The fathers in Stephanie Daley -- a teenage predator; an aloof borderline alcoholic; and an ambitious, haunted architect -- yield their own parallel universe of contradictions and mysteries. "The journeys that fathers or partners take with the person who's carrying their child?" said Brougher, herself the mother of twins. "That's a really intense place, and they really have to grapple with the same set of hopes and fears -- about their identity being replaced, about losing control, about not being able to fix the outcome."

In particular, as Lydie's husband Paul, Hutton evokes a visceral helplessness anchored in his character's last go-around as father-to-be, which ended in a stillborn daughter and an even more devastating denouement. The first-act facility of their relationship is wholly counterfeit; they each know something damning about themselves and the other, but nobody is telling -- because of the baby. "They're forced into the position of the spectator and the supporter, and it's intense and interesting for men," Brougher told me. "I wish there was more room in the movie to even get into it more."

What the filmmaker offers in the meantime is equal parts harrowing and humane.

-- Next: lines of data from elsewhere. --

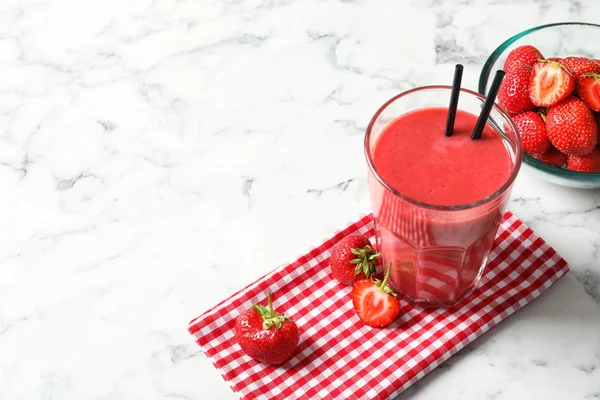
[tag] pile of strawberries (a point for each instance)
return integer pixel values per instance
(555, 104)
(271, 338)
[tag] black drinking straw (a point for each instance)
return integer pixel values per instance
(453, 100)
(487, 105)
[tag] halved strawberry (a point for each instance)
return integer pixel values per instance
(550, 83)
(375, 302)
(514, 93)
(552, 157)
(528, 55)
(579, 66)
(532, 129)
(588, 163)
(588, 88)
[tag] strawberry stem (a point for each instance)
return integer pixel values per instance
(387, 275)
(270, 317)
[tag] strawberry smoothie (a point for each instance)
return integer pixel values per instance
(437, 201)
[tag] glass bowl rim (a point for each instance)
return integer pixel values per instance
(483, 79)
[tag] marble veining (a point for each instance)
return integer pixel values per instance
(158, 155)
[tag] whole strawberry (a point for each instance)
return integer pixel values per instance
(352, 259)
(514, 91)
(266, 336)
(550, 83)
(588, 163)
(528, 55)
(375, 303)
(532, 129)
(571, 127)
(579, 66)
(552, 157)
(588, 89)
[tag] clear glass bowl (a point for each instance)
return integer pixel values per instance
(553, 40)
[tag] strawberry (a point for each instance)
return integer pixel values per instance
(532, 129)
(528, 55)
(588, 89)
(588, 163)
(266, 336)
(552, 157)
(352, 259)
(513, 94)
(580, 65)
(571, 127)
(375, 302)
(550, 83)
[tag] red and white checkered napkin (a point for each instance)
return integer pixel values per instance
(338, 357)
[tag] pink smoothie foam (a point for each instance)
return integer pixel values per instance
(437, 255)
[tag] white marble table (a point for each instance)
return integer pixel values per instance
(158, 155)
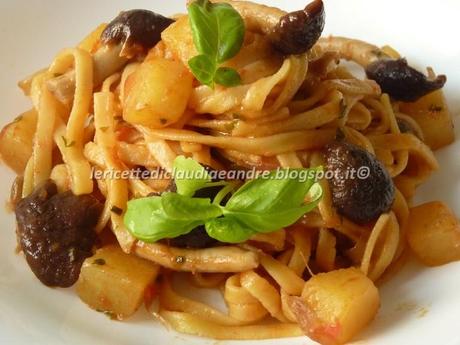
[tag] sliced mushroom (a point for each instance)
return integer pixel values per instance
(298, 31)
(395, 76)
(130, 33)
(402, 82)
(362, 188)
(136, 30)
(56, 233)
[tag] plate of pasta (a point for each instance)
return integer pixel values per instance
(246, 172)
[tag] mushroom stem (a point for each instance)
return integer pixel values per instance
(106, 61)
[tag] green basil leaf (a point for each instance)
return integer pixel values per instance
(179, 207)
(227, 77)
(218, 34)
(146, 220)
(230, 33)
(189, 175)
(271, 203)
(204, 27)
(203, 68)
(228, 230)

Tamblyn's episode in the ski lodge restroom where she gives birth -- thus earning her the nom de media "The Ski Mom" -- is four minutes of silent, near-bloodless mayhem that reportedly caused fainting spells among at least a few of its festival viewers; legend aside, it's a more authentic, audacious image of suffering than you'll find in most ratings-challenged horror films. Paired with Swinton, each actress' presence occupies the others' stories -- Stephanie's told in flashback, Lydie's in the present. They only share a handful of scenes, but their transposition is a clever technical approach that Brougher crafted over years of rewriting.

"They're really funny," she said of observing the relationship between her stars, who didn't have the benefit of rehearsals but rather developed their characters through more straightforward scene analyses. "Tilda is a real enabler; she not only does really interesting stuff, but when she's working with another actor, she just gives them so much. And she gives it to me, too. That's the phenomenal thing; I've never known someone could be quite so generous. They trusted each other. I hope they trusted me; I know they didn't distrust me. That was my big job."

And as for the extremes -- infanticide, hyperbole, melodrama -- Brougher shrugged. An open mind can see it any number of ways; she's glad to let it go. "I love that you walk in, look at a movie and you're immediately meditating," she said. "You're just looking at this frame. At some point, maybe you get bored, but before you get bored, you're really ready to see anything. ... That scene with Amber, yes, people pass out. But it's because of what people are bringing to it. That's the trick -- it's not all me. I don't have to feel so responsible."